I got home, arms full of packages and bags, dropping them in the bedroom as I took my loaded pistols from their holsters. Then I shot him four times in the chest. Bang! That's how you do it where I come from. Okay, no. Not really. The loaded pistols are the fiery words in my chest that will shoot out as soon as he says the wrong thing. I'm just waiting for the go-ahead. For the record, the wrong thing could have been anything from, The dog peed on the carpet to I just made dinner for us. Who am I kidding? If he sneezed I would've lit the cannons. The She Hulk was angry.

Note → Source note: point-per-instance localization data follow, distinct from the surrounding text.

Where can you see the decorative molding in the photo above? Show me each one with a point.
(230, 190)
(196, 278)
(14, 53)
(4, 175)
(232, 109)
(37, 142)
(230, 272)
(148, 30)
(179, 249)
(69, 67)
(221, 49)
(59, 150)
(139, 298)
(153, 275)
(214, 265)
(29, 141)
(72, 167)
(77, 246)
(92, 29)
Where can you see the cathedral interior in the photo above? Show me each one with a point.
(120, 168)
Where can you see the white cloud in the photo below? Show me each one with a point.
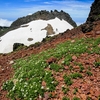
(77, 9)
(5, 22)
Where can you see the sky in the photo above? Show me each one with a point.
(10, 10)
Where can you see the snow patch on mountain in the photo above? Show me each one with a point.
(33, 30)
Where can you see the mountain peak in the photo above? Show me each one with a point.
(44, 15)
(94, 14)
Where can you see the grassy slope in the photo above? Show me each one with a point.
(36, 76)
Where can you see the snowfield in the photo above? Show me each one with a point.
(33, 30)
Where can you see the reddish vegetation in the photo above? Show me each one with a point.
(91, 84)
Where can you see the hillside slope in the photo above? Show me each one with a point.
(69, 64)
(44, 15)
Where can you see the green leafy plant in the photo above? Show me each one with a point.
(89, 73)
(65, 98)
(75, 91)
(65, 90)
(55, 67)
(68, 80)
(97, 64)
(76, 98)
(76, 75)
(68, 59)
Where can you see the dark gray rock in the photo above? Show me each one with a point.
(44, 15)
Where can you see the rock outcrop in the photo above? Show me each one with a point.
(94, 15)
(44, 15)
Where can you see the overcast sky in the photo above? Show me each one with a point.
(10, 10)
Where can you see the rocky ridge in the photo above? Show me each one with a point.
(88, 87)
(44, 15)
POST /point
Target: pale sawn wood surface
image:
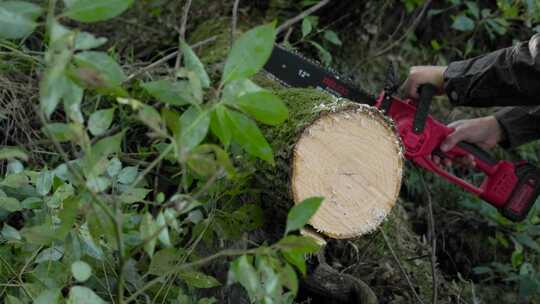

Instead, he says something that I'm not bracing myself for. He looks a little upset, and tells me about part of his day. At one point during his running around, he saw a mouse caught in a mouse trap (one of the snappy ones, not the humane ones that let you free them back into the wild after you catch them), but it managed to kind of escape before the trap could kill him, but instead trapped and broke the little thing's leg. So Boyfriend, heart breaking, thought the best thing to do instead of let it slowly die while caught in the trap, would be to kill it quickly so it didn't have to suffer anymore. Sweet, yes? It just turns out that he probably didn't pick the best way to "off it" as it were. Clearly, Boyfriend lacks the cold-hearted killer instinct, and figures the nicest way to send it off is by drowning it. I'm sure you can imagine how the story ended. The mouse did not "go gently into that good night" as easily as Boyfriend thought it would. It fought and struggled for breath, ripping into Boyfriend's fragile heart as long as it continued to live. Eventually though, it succumbed to death. Boyfriend hasn't been the same since. I think he's haunted by the ghost of that little mouse.

What kind of vicious beast would the She Hulk be if she tore him apart after this? I mean, his text did encourage her, but in the end, he was just too matadorable to charge at. That's why she waited a full twenty-four hours before she threw down the gauntlet. It's the polite thing to do when one is in mourning. I've got control of the She Hulk.